A couple of days ago, investment fund Kelso finalized it purchase of 100% of DS Waters equity from Groupe Danone and Suntory International, and as part of the transaction, Kelso paid down some of US Waters' bank debt, the trader explained.

Then on Thursday, Standard & Poor's announced that it was revising the rating outlook on DS Waters to positive from negative because of the significant bank debt repayment and alleviation of near-term liquidity concerns.

DS Waters is an Atlanta-based bottled water company.

El Pollo Loco closes

El Pollo Loco Inc. closed on its new $129.5 million credit facility (B3/B+) Friday, consisting of a $25 million revolver with an interest rate of Libor plus 300 basis points and a $104.5 million term loan B with an interest rate of Libor plus 300 basis points and 101 soft call protection for one year.

During syndication, pricing on the revolver and term loan came up from original talk of Libor plus 275 basis points. Also, the term loan was upsized on two occasions, once from $100 million to 102.5 million and then from $102.5 million to $104.5 million.

The additional term loan funds were used to help compensate for the company's bond deal downsizing and to reduce outstanding borrowings under the revolver.

Proceeds from the credit facility, along with bond proceeds, were used to help fund the leveraged buyout of the company by Trimaran Capital Partners from American Securities Capital Partners LP.

Merrill Lynch and Bank of America acted as the lead banks on the credit facility, with Merrill the left lead.

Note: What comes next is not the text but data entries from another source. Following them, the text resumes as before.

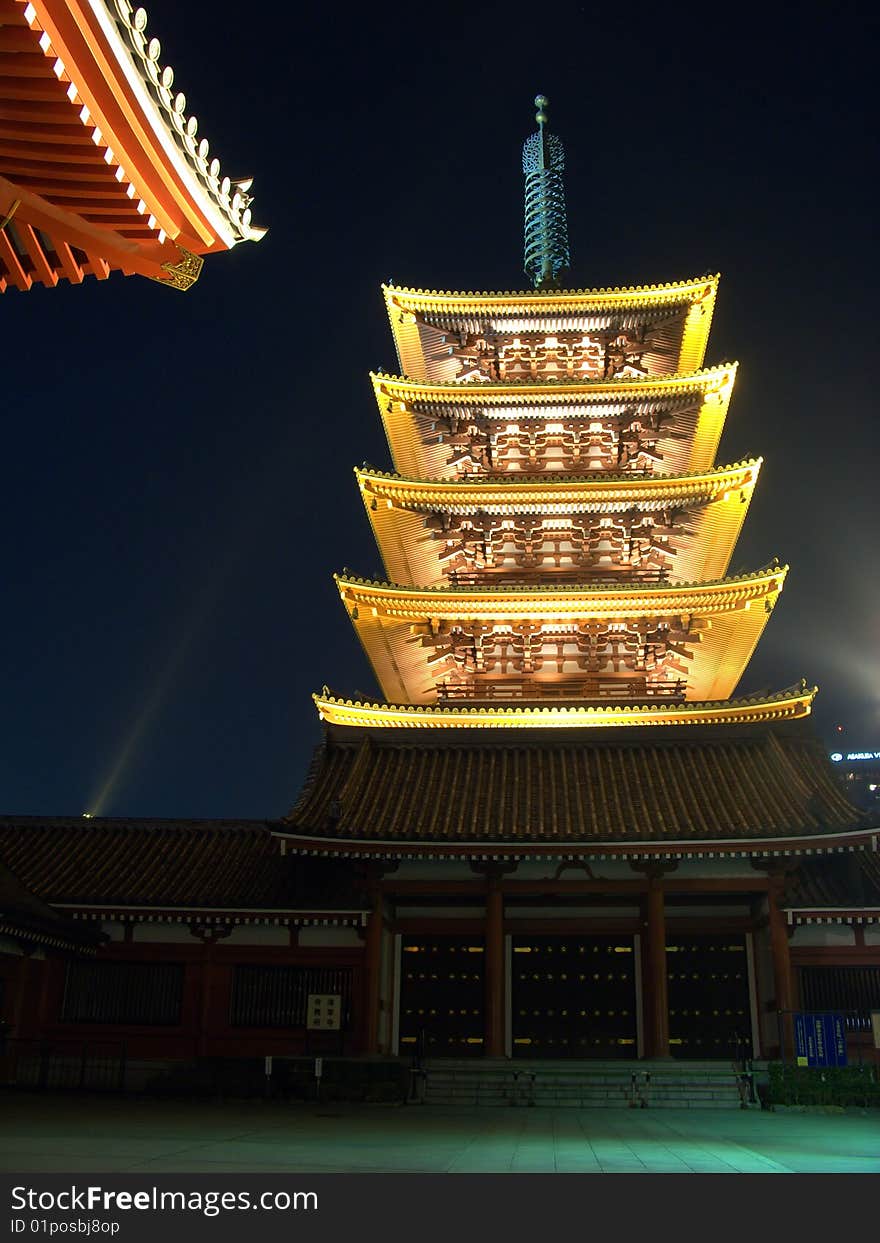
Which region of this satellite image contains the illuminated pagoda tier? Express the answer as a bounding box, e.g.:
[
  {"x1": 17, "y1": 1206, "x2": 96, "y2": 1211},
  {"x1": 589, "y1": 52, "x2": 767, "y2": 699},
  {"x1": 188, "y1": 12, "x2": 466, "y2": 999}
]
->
[
  {"x1": 0, "y1": 91, "x2": 880, "y2": 1078},
  {"x1": 276, "y1": 97, "x2": 876, "y2": 1073},
  {"x1": 0, "y1": 0, "x2": 265, "y2": 292}
]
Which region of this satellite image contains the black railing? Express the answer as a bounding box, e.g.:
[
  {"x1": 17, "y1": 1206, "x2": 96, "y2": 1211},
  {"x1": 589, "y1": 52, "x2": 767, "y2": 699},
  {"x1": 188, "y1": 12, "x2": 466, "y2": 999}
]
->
[{"x1": 0, "y1": 1038, "x2": 126, "y2": 1091}]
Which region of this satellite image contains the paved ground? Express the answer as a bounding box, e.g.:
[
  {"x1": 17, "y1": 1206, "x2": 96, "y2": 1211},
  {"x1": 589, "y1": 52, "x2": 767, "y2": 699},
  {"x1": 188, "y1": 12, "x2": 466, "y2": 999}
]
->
[{"x1": 0, "y1": 1094, "x2": 880, "y2": 1173}]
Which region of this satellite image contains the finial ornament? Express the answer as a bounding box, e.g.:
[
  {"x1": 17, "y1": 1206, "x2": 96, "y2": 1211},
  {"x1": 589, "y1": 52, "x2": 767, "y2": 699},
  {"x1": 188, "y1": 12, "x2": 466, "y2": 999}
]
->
[{"x1": 522, "y1": 94, "x2": 571, "y2": 290}]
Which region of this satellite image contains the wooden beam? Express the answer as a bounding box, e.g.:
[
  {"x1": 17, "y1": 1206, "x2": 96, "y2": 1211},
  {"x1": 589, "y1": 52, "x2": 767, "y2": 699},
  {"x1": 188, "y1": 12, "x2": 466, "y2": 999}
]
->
[
  {"x1": 19, "y1": 222, "x2": 58, "y2": 290},
  {"x1": 0, "y1": 119, "x2": 101, "y2": 150},
  {"x1": 2, "y1": 77, "x2": 65, "y2": 103},
  {"x1": 0, "y1": 177, "x2": 180, "y2": 281},
  {"x1": 52, "y1": 237, "x2": 85, "y2": 285},
  {"x1": 0, "y1": 138, "x2": 113, "y2": 168},
  {"x1": 0, "y1": 226, "x2": 34, "y2": 291}
]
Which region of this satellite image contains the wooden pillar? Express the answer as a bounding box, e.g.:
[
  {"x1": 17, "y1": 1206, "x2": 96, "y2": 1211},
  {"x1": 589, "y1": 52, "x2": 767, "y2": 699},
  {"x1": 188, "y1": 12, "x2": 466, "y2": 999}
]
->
[
  {"x1": 644, "y1": 873, "x2": 669, "y2": 1058},
  {"x1": 484, "y1": 876, "x2": 505, "y2": 1058},
  {"x1": 364, "y1": 890, "x2": 383, "y2": 1053},
  {"x1": 767, "y1": 876, "x2": 794, "y2": 1058},
  {"x1": 10, "y1": 947, "x2": 34, "y2": 1039},
  {"x1": 190, "y1": 925, "x2": 232, "y2": 1058}
]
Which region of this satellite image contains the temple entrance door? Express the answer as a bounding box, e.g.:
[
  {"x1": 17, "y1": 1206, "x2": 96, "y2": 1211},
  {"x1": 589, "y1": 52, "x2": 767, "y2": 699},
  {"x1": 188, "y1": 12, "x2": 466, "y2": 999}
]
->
[
  {"x1": 666, "y1": 929, "x2": 752, "y2": 1058},
  {"x1": 399, "y1": 936, "x2": 486, "y2": 1058},
  {"x1": 511, "y1": 935, "x2": 638, "y2": 1058}
]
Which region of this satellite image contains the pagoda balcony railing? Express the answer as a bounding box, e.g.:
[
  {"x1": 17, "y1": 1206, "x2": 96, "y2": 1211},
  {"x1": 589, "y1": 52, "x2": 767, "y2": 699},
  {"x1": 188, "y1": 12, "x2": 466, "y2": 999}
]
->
[
  {"x1": 447, "y1": 566, "x2": 670, "y2": 587},
  {"x1": 438, "y1": 676, "x2": 687, "y2": 704}
]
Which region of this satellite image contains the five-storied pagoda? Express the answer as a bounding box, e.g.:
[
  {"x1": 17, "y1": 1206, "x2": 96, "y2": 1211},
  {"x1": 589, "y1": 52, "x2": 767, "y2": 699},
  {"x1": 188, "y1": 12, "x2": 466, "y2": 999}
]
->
[
  {"x1": 282, "y1": 96, "x2": 868, "y2": 1058},
  {"x1": 0, "y1": 91, "x2": 880, "y2": 1078}
]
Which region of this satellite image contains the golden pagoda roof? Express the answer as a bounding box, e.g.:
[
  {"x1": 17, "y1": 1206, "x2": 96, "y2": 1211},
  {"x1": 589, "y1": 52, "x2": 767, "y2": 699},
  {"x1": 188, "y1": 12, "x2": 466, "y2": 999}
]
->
[
  {"x1": 382, "y1": 275, "x2": 720, "y2": 377},
  {"x1": 336, "y1": 566, "x2": 788, "y2": 704},
  {"x1": 0, "y1": 0, "x2": 266, "y2": 291},
  {"x1": 354, "y1": 459, "x2": 761, "y2": 587},
  {"x1": 370, "y1": 363, "x2": 737, "y2": 479},
  {"x1": 312, "y1": 682, "x2": 818, "y2": 730}
]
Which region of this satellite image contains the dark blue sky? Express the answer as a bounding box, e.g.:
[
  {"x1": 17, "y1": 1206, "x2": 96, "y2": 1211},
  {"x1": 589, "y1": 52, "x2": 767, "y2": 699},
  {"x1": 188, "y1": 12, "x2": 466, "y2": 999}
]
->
[{"x1": 0, "y1": 0, "x2": 880, "y2": 817}]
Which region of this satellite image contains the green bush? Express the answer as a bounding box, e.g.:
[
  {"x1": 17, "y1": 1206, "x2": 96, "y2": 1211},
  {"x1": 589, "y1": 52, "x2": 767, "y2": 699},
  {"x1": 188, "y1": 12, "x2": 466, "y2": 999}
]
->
[{"x1": 767, "y1": 1062, "x2": 880, "y2": 1108}]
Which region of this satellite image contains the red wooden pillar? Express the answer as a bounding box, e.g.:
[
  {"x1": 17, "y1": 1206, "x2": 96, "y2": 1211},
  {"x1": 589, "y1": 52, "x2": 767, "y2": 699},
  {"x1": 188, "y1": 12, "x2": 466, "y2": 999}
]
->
[
  {"x1": 364, "y1": 890, "x2": 383, "y2": 1053},
  {"x1": 193, "y1": 925, "x2": 232, "y2": 1058},
  {"x1": 644, "y1": 871, "x2": 669, "y2": 1058},
  {"x1": 484, "y1": 876, "x2": 505, "y2": 1058},
  {"x1": 767, "y1": 876, "x2": 794, "y2": 1058}
]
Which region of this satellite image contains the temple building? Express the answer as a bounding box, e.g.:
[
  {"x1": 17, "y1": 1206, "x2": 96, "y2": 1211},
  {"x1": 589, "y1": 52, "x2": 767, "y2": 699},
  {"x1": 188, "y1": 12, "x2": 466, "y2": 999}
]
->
[
  {"x1": 0, "y1": 0, "x2": 265, "y2": 292},
  {"x1": 0, "y1": 97, "x2": 880, "y2": 1088}
]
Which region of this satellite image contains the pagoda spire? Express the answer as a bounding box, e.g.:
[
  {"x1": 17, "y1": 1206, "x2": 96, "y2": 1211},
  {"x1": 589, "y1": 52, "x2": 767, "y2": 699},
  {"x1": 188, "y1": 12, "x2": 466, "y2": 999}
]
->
[{"x1": 522, "y1": 94, "x2": 571, "y2": 290}]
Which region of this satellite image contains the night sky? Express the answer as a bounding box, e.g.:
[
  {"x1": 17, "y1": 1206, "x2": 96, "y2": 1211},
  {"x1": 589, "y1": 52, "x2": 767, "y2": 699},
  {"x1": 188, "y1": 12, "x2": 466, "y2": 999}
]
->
[{"x1": 0, "y1": 0, "x2": 880, "y2": 818}]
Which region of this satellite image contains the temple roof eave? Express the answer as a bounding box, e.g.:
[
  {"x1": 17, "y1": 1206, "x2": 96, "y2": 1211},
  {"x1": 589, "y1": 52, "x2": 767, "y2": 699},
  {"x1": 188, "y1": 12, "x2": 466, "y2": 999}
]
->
[
  {"x1": 370, "y1": 362, "x2": 740, "y2": 405},
  {"x1": 312, "y1": 682, "x2": 818, "y2": 731},
  {"x1": 273, "y1": 828, "x2": 879, "y2": 865},
  {"x1": 354, "y1": 457, "x2": 763, "y2": 512},
  {"x1": 382, "y1": 273, "x2": 721, "y2": 311},
  {"x1": 333, "y1": 564, "x2": 788, "y2": 620}
]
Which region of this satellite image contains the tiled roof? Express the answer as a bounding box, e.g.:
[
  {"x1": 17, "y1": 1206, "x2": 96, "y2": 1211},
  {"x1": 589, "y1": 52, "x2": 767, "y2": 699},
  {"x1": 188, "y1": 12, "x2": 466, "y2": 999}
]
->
[
  {"x1": 286, "y1": 721, "x2": 861, "y2": 845},
  {"x1": 784, "y1": 851, "x2": 880, "y2": 910},
  {"x1": 0, "y1": 817, "x2": 352, "y2": 910},
  {"x1": 0, "y1": 859, "x2": 102, "y2": 951}
]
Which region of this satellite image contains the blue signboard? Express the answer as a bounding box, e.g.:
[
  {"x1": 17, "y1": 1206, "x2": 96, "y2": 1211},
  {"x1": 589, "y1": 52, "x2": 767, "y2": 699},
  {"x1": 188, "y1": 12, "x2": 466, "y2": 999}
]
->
[{"x1": 794, "y1": 1011, "x2": 846, "y2": 1066}]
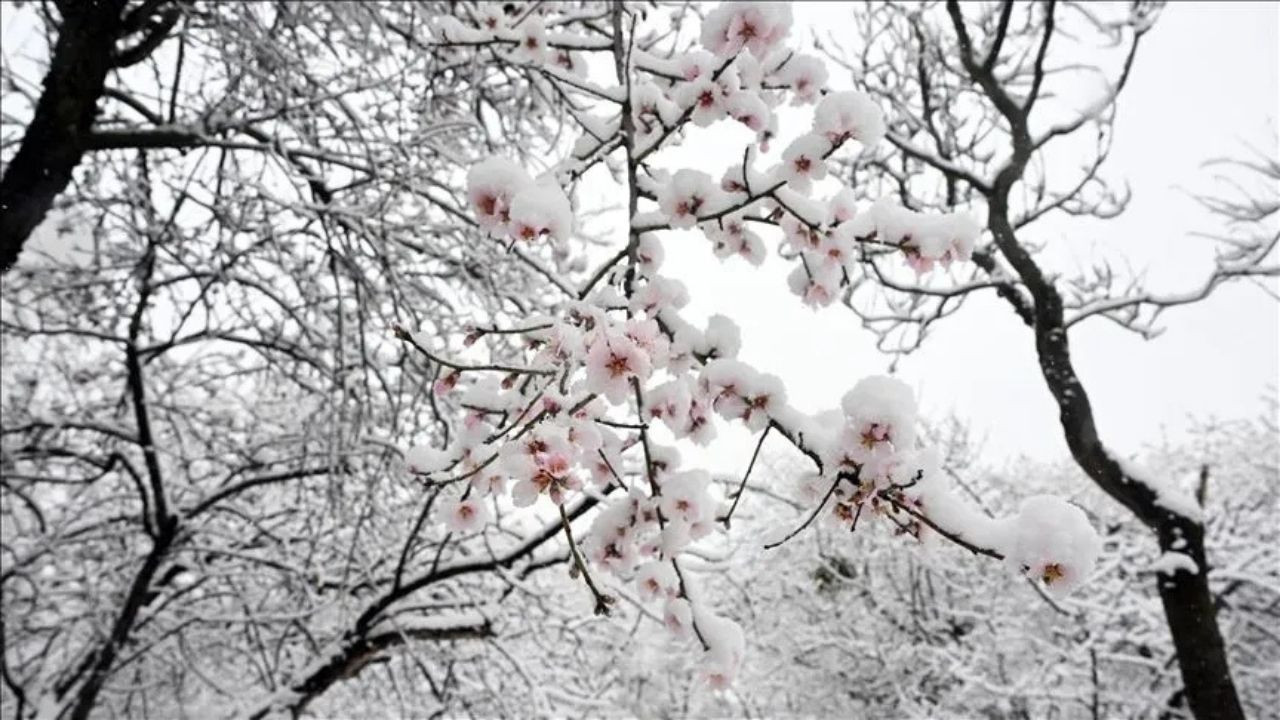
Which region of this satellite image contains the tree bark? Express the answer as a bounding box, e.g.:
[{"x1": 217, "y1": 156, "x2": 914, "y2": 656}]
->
[
  {"x1": 946, "y1": 0, "x2": 1244, "y2": 720},
  {"x1": 0, "y1": 0, "x2": 125, "y2": 273}
]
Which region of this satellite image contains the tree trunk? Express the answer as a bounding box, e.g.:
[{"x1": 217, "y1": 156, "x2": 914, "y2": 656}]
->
[
  {"x1": 1156, "y1": 512, "x2": 1244, "y2": 720},
  {"x1": 988, "y1": 203, "x2": 1244, "y2": 720},
  {"x1": 0, "y1": 0, "x2": 124, "y2": 273}
]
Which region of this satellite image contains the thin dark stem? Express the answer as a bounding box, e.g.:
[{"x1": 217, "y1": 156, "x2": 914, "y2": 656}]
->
[
  {"x1": 764, "y1": 473, "x2": 856, "y2": 550},
  {"x1": 723, "y1": 425, "x2": 773, "y2": 529},
  {"x1": 559, "y1": 505, "x2": 617, "y2": 615}
]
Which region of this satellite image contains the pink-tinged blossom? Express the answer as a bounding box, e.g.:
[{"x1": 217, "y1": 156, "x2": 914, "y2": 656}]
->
[
  {"x1": 777, "y1": 54, "x2": 827, "y2": 105},
  {"x1": 658, "y1": 168, "x2": 719, "y2": 228},
  {"x1": 586, "y1": 333, "x2": 653, "y2": 405},
  {"x1": 676, "y1": 50, "x2": 716, "y2": 81},
  {"x1": 636, "y1": 560, "x2": 680, "y2": 602},
  {"x1": 701, "y1": 3, "x2": 791, "y2": 58},
  {"x1": 1006, "y1": 495, "x2": 1102, "y2": 597},
  {"x1": 467, "y1": 158, "x2": 532, "y2": 237},
  {"x1": 813, "y1": 91, "x2": 884, "y2": 147},
  {"x1": 631, "y1": 82, "x2": 680, "y2": 136},
  {"x1": 511, "y1": 182, "x2": 573, "y2": 241},
  {"x1": 724, "y1": 91, "x2": 772, "y2": 132},
  {"x1": 660, "y1": 470, "x2": 714, "y2": 524},
  {"x1": 511, "y1": 452, "x2": 582, "y2": 507},
  {"x1": 778, "y1": 133, "x2": 831, "y2": 192},
  {"x1": 476, "y1": 3, "x2": 507, "y2": 32},
  {"x1": 552, "y1": 49, "x2": 586, "y2": 78},
  {"x1": 512, "y1": 15, "x2": 547, "y2": 63},
  {"x1": 703, "y1": 213, "x2": 765, "y2": 266},
  {"x1": 645, "y1": 379, "x2": 692, "y2": 433},
  {"x1": 675, "y1": 76, "x2": 728, "y2": 128},
  {"x1": 872, "y1": 201, "x2": 982, "y2": 273},
  {"x1": 662, "y1": 597, "x2": 694, "y2": 638},
  {"x1": 841, "y1": 375, "x2": 915, "y2": 457},
  {"x1": 623, "y1": 318, "x2": 671, "y2": 370},
  {"x1": 440, "y1": 497, "x2": 492, "y2": 533},
  {"x1": 787, "y1": 258, "x2": 844, "y2": 307}
]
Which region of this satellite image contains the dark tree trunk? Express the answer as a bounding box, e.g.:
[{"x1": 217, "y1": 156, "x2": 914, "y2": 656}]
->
[
  {"x1": 988, "y1": 198, "x2": 1244, "y2": 720},
  {"x1": 1156, "y1": 521, "x2": 1244, "y2": 720},
  {"x1": 0, "y1": 0, "x2": 125, "y2": 273}
]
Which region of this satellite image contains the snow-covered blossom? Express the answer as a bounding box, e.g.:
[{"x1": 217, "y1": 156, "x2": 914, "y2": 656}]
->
[
  {"x1": 813, "y1": 90, "x2": 884, "y2": 147},
  {"x1": 840, "y1": 375, "x2": 915, "y2": 457},
  {"x1": 499, "y1": 423, "x2": 582, "y2": 507},
  {"x1": 1006, "y1": 495, "x2": 1102, "y2": 596},
  {"x1": 778, "y1": 133, "x2": 831, "y2": 192},
  {"x1": 724, "y1": 91, "x2": 771, "y2": 132},
  {"x1": 872, "y1": 201, "x2": 982, "y2": 273},
  {"x1": 586, "y1": 333, "x2": 653, "y2": 405},
  {"x1": 467, "y1": 158, "x2": 532, "y2": 237},
  {"x1": 701, "y1": 3, "x2": 791, "y2": 58},
  {"x1": 676, "y1": 50, "x2": 716, "y2": 81},
  {"x1": 440, "y1": 497, "x2": 492, "y2": 533},
  {"x1": 511, "y1": 182, "x2": 573, "y2": 241},
  {"x1": 636, "y1": 560, "x2": 680, "y2": 602},
  {"x1": 675, "y1": 74, "x2": 728, "y2": 128},
  {"x1": 787, "y1": 261, "x2": 844, "y2": 307},
  {"x1": 660, "y1": 470, "x2": 714, "y2": 525},
  {"x1": 703, "y1": 213, "x2": 765, "y2": 266},
  {"x1": 512, "y1": 15, "x2": 547, "y2": 63},
  {"x1": 662, "y1": 597, "x2": 694, "y2": 638},
  {"x1": 658, "y1": 168, "x2": 718, "y2": 228}
]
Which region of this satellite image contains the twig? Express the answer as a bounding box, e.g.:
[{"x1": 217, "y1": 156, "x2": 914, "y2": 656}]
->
[{"x1": 559, "y1": 505, "x2": 617, "y2": 615}]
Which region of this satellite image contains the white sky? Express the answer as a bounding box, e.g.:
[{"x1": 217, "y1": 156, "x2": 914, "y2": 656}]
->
[
  {"x1": 4, "y1": 3, "x2": 1280, "y2": 471},
  {"x1": 664, "y1": 3, "x2": 1280, "y2": 473}
]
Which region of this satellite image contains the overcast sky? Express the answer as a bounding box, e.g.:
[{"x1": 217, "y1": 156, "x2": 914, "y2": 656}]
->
[
  {"x1": 5, "y1": 3, "x2": 1280, "y2": 471},
  {"x1": 666, "y1": 3, "x2": 1280, "y2": 471}
]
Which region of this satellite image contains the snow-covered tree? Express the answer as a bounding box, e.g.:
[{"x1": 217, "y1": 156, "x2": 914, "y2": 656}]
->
[
  {"x1": 808, "y1": 0, "x2": 1280, "y2": 717},
  {"x1": 0, "y1": 1, "x2": 1269, "y2": 717}
]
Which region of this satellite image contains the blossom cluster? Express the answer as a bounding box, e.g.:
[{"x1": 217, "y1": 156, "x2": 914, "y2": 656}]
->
[{"x1": 406, "y1": 3, "x2": 1097, "y2": 688}]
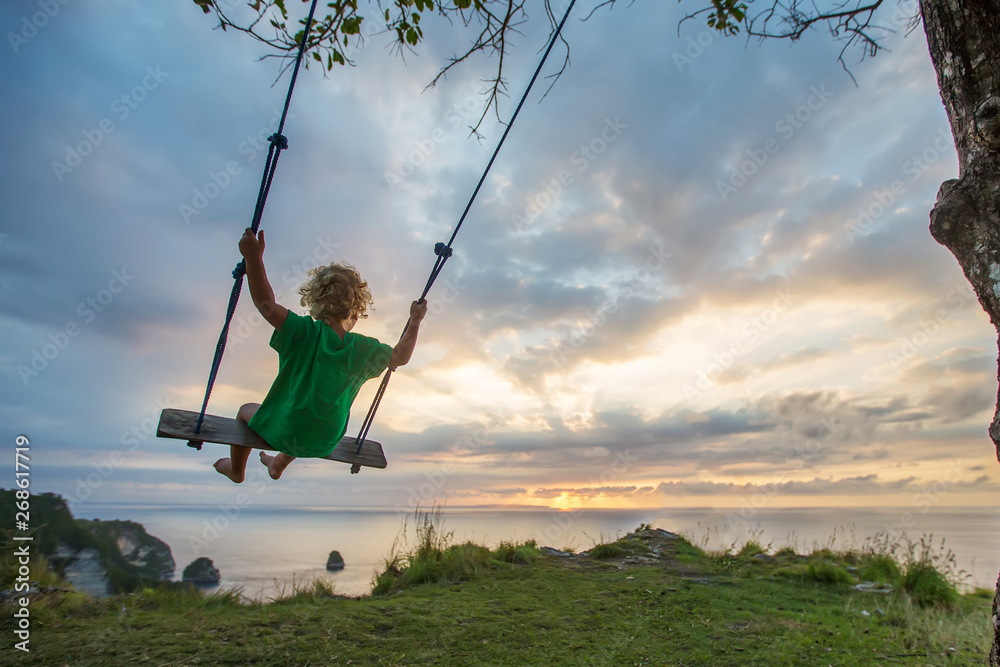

El Pollo Loco is an Irvine, Calif., quick-service restaurant chain specializing in Mexican-style chicken dishes.

TRW closes

TRW Automotive Holdings Corp. closed on its $300 million term loan B add-on that is priced in line with existing term loan B pricing at Libor plus 150 basis points.

During syndication the size of the add-on was increased from $200 million.

JPMorgan acted as the lead bank on the deal.

Proceeds are being used to replenish liquidity at the company that was used to fund the acquisition of a majority share of Dalphi Metal Espana, SA, a Europe-based manufacturer of airbags and steering wheels, for about $134 million.

In addition, proceeds can also be used for the possible retirement or repurchase of certain of the company's existing debt securities or for other corporate purposes.

TRW is a Livonia, Mich.-based provider of advanced technology products and services for the automotive markets.